From: Mel Gorman <mel@csn.ul.ie>
To: David Rientjes <rientjes@google.com>
Cc: Andrew Morton <akpm@linux-foundation.org>,
Linus Torvalds <torvalds@linux-foundation.org>,
Pekka Enberg <penberg@cs.helsinki.fi>,
arjan@infradead.org, linux-kernel@vger.kernel.org,
Christoph Lameter <cl@linux-foundation.org>,
Nick Piggin <npiggin@suse.de>
Subject: Re: upcoming kerneloops.org item: get_page_from_freelist
Date: Tue, 30 Jun 2009 21:32:49 +0100 [thread overview]
Message-ID: <20090630203249.GC6689@csn.ul.ie> (raw)

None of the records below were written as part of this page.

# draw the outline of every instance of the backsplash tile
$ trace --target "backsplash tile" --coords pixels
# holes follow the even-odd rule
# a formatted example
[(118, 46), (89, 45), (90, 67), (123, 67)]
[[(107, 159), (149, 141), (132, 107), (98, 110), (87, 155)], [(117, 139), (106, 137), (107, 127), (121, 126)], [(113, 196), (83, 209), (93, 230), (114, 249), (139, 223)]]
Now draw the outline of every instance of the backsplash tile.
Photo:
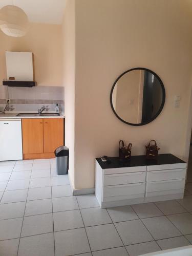
[(7, 109), (9, 111), (36, 111), (43, 106), (46, 107), (47, 111), (54, 111), (56, 103), (61, 111), (64, 111), (64, 87), (0, 86), (0, 110), (4, 109), (8, 99), (11, 100)]

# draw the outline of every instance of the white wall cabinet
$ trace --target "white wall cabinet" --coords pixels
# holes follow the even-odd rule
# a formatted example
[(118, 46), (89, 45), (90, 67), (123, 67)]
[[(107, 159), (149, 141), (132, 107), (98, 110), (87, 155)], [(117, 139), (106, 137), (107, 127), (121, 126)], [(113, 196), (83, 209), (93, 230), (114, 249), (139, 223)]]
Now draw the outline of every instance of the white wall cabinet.
[(34, 80), (32, 52), (6, 52), (7, 79), (8, 81)]
[(187, 164), (173, 155), (160, 155), (157, 161), (144, 156), (127, 163), (110, 160), (95, 161), (95, 195), (102, 208), (183, 197)]

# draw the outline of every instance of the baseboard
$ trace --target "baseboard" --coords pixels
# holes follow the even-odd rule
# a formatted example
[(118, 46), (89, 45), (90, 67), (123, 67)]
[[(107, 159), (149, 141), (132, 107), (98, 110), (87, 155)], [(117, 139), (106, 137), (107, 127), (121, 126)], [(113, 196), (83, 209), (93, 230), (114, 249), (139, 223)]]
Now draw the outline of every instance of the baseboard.
[[(75, 194), (74, 194), (75, 193)], [(82, 188), (81, 189), (74, 189), (74, 196), (79, 196), (79, 195), (87, 195), (89, 194), (95, 194), (95, 188)]]
[(75, 196), (75, 195), (74, 194), (74, 189), (73, 188), (73, 186), (72, 185), (72, 183), (71, 180), (71, 177), (70, 177), (70, 175), (69, 173), (68, 173), (68, 177), (69, 177), (69, 183), (70, 183), (70, 185), (71, 186), (71, 190), (72, 191), (73, 195)]

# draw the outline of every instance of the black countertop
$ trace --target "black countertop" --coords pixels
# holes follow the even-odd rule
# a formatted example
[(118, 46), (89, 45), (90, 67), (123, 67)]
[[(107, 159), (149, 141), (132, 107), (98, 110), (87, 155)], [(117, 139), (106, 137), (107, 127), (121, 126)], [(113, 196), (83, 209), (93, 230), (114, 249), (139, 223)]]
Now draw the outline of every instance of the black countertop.
[(171, 154), (160, 154), (157, 160), (147, 160), (145, 156), (133, 156), (130, 160), (124, 162), (119, 161), (118, 157), (109, 157), (110, 163), (102, 162), (100, 158), (96, 160), (102, 169), (185, 163)]

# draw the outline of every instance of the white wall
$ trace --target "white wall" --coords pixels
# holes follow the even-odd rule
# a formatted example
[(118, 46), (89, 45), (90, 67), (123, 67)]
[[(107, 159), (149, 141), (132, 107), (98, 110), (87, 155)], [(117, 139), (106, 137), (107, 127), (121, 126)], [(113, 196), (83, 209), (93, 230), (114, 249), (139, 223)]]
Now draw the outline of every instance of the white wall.
[[(75, 188), (94, 186), (95, 158), (117, 156), (120, 139), (133, 143), (133, 155), (144, 154), (144, 145), (154, 139), (160, 153), (186, 159), (191, 1), (81, 0), (75, 8)], [(156, 73), (166, 94), (161, 114), (138, 127), (121, 122), (110, 103), (115, 79), (137, 67)], [(180, 108), (174, 108), (175, 95), (181, 97)]]
[(74, 185), (75, 24), (75, 2), (66, 4), (62, 23), (63, 81), (65, 85), (65, 144), (69, 148), (69, 176)]

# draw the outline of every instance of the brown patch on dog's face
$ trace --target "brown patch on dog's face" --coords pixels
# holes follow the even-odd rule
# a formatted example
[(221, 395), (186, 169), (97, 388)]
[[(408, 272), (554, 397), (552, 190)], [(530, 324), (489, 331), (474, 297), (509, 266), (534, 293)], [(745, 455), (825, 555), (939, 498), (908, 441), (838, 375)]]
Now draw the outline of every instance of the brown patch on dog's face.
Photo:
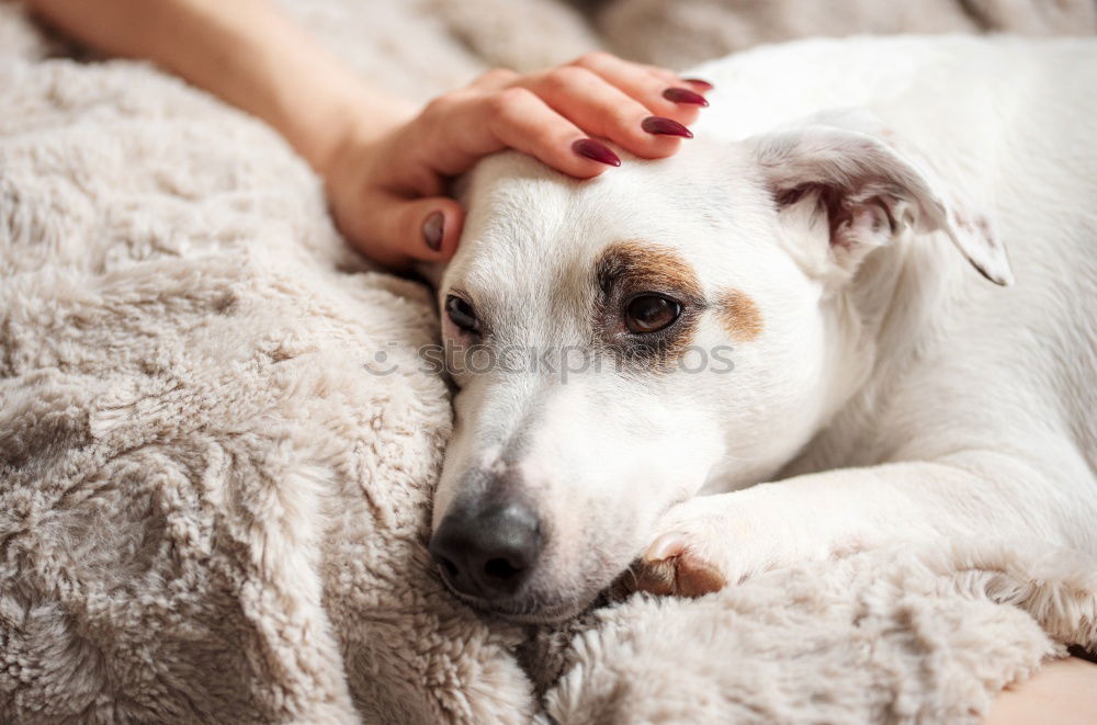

In-Reply-To: <alpine.DEB.2.00.0906301216180.16312@chino.kir.corp.google.com>
On Tue, Jun 30, 2009 at 12:35:59PM -0700, David Rientjes wrote:
> On Tue, 30 Jun 2009, Mel Gorman wrote:
>
> > diff --git a/mm/oom_kill.c b/mm/oom_kill.c
> > index 175a67a..5f4656e 100644
> > --- a/mm/oom_kill.c
> > +++ b/mm/oom_kill.c
> > @@ -230,14 +230,21 @@ static struct task_struct *select_bad_process(unsigned long *ppoints,
> > /*
> > * This task already has access to memory reserves and is
> > * being killed. Don't allow any other task access to the
> > - * memory reserve.
> > + * memory reserve unless the current process is the one
> > + * selected for OOM-killing. If the current process has
> > + * been OOM-killed and we are OOM again, another process
> > + * needs to be considered for OOM-kill
> > *
> > * Note: this may have a chance of deadlock if it gets
> > * blocked waiting for another task which itself is waiting
> > * for memory. Is there a better alternative?
> > */
> > - if (test_tsk_thread_flag(p, TIF_MEMDIE))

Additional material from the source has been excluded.